Recommendations
Recommendation | Level of evidence | Grade | Strength of recommendation | Agreement (%)* |
---|---|---|---|---|
Overarching principles | ||||
Optimal management requires prompt diagnosis. Full understanding of fibromyalgia requires comprehensive assessment of pain, function and psychosocial context. It should be recognised as a complex and heterogeneous condition where there is abnormal pain processing and other secondary features. In general, the management of FM should take the form of a graduated approach. | IV | D | 100 | |
Management of fibromyalgia should aim at improving health-related quality of life balancing benefit and risk of treatment that often requires a multidisciplinary approach with a combination of non-pharmacological and pharmacological treatment modalities tailored according to pain intensity, function, associated features (such as depression), fatigue, sleep disturbance and patient preferences and comorbidities; by shared decision-making with the patient.

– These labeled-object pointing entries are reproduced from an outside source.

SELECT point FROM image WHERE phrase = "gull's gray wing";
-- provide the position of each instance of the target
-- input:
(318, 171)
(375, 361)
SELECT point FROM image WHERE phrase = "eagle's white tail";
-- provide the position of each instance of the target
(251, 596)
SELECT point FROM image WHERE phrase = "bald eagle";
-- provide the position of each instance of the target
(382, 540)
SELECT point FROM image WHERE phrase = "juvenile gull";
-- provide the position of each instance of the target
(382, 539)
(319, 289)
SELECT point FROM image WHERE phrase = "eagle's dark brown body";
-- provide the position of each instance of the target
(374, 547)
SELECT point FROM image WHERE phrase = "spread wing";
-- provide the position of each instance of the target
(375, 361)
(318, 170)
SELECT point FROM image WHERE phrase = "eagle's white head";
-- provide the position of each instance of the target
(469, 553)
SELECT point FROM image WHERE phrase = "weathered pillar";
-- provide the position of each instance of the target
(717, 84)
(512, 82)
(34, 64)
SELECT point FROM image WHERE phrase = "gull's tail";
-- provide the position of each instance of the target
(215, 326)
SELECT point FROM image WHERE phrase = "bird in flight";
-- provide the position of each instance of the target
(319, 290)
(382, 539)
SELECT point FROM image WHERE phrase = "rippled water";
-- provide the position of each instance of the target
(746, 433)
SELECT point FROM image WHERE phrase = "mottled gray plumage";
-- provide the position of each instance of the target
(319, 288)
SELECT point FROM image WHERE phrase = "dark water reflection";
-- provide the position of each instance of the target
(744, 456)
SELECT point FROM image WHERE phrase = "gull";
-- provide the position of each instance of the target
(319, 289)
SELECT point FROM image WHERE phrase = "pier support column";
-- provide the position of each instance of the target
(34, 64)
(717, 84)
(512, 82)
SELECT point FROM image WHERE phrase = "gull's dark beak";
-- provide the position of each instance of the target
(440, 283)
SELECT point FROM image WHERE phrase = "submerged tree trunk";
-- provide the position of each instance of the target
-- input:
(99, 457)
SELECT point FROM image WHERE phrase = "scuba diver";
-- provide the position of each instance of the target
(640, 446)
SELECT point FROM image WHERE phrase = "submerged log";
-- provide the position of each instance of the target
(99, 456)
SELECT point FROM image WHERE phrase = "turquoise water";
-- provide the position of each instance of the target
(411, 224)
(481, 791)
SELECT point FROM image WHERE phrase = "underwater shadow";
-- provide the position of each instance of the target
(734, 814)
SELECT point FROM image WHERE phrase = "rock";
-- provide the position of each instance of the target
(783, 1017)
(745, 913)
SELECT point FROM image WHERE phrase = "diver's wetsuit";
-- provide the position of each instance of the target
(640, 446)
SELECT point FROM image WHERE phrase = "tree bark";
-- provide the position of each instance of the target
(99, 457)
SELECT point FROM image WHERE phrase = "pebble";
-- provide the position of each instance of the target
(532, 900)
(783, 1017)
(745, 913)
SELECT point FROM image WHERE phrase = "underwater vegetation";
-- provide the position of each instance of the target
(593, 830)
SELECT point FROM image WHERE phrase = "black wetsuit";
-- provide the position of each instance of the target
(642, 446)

Initial management should focus on non-pharmacological therapies. | IV | D | 100 | |
Specific recommendations | ||||
Non-pharmacological management | ||||
Aerobic and strengthening exercise | Ia | A | Strong for | 100 |
Cognitive behavioural therapies | Ia | A | Weak for | 100 |
Multicomponent therapies | Ia | A | Weak for | 93 |
Defined physical therapies: acupuncture or hydrotherapy | Ia | A | Weak for | 93 |
Meditative movement therapies (qigong, yoga, tai chi) and mindfulness-based stress reduction | Ia | A | Weak for | 71–73 |
Pharmacological management | ||||
Amitriptyline (at low dose) | Ia | A | Weak for | 100 |
Duloxetine or milnacipran | Ia | A | Weak for | 100 |
Tramadol | Ib | A | Weak for | 100 |
Pregabalin | Ia | A | Weak for | 94 |
Cyclobenzaprine | Ia | A | Weak for | 75 |
*Percentage of working group scoring at least 7 on 0–10 numerical rating scale assessing agreement.